I have the following code, which is used to (sha) hash columns in a spark dataframe:
import org.apache.spark.sql.DataFrame
import org.apache.spark.sql.functions.{sha2,lit, col}
object hashing {
def process(hashFieldNames: List[String])(df: DataFrame) = {
hashFieldNames.foldLeft(df) { case (df, hashField) =>
df.withColumn(hashField, sha2(col(hashField), 256))
}
}
}
Now in a seperate file, I am testing my hashing.process
using a AnyWordSpec
Test as follows:
"The hashing .process " should {
// some cases here that complete succesfully
"fail to hash a spark dataframe due to type mismatch " in {
val goodColumns = Seq("language", "usersCount", "ID", "personalData")
val badDataSample =
Seq(
("Java", "20000", 2, "happy"),
("Python", "100000", 3, "happy"),
("Scala", "3000", 1, "jolly")
)
val badDf =
spark.sparkContext.parallelize(badDataSample).toDF(goodColumns: _*)
val thrown = intercept[org.apache.spark.sql.AnalysisException] {
val hashedResultDf =
hashing.process(hashFieldNames)(badDf)
}
assert (thrown.getMessage === // some lengthy error message that I do not want to copy paste in its entirety.
Usually, as I understand, one would want to hard code the whole error message to ensure that it is indeed as we expect. However, the message is very lengthy and I am wondering if there is no better approach.
Basically, I have two questions:
a.) Is it considered good practice to match only the beginning part of error message and then
follow up with a regex ? I am thinking something like this: thrown.getMessage === "[cannot resolve sha2(ID, 256) due to data type mismatch: argument 1 requires binary type, however, ID is of int type.;" + regexpattern \;(.*))

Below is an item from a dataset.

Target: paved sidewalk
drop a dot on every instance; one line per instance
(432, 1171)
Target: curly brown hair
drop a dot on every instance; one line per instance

b.) If a.) is considered a hacky approach, do you have any working suggestion on how to do it properly ?
Note: Small errors possible with code above, I adapted it for SO post. But you should get the idea.
You should not be asserting exception messages (unless they are surfced to the user, or something downndstream relies on them). If throwing an exception is a part of contract, then you should be throwing one of a specific type with a given error code, and tests should be asserting that. And if it isn't, then who cares what the message said?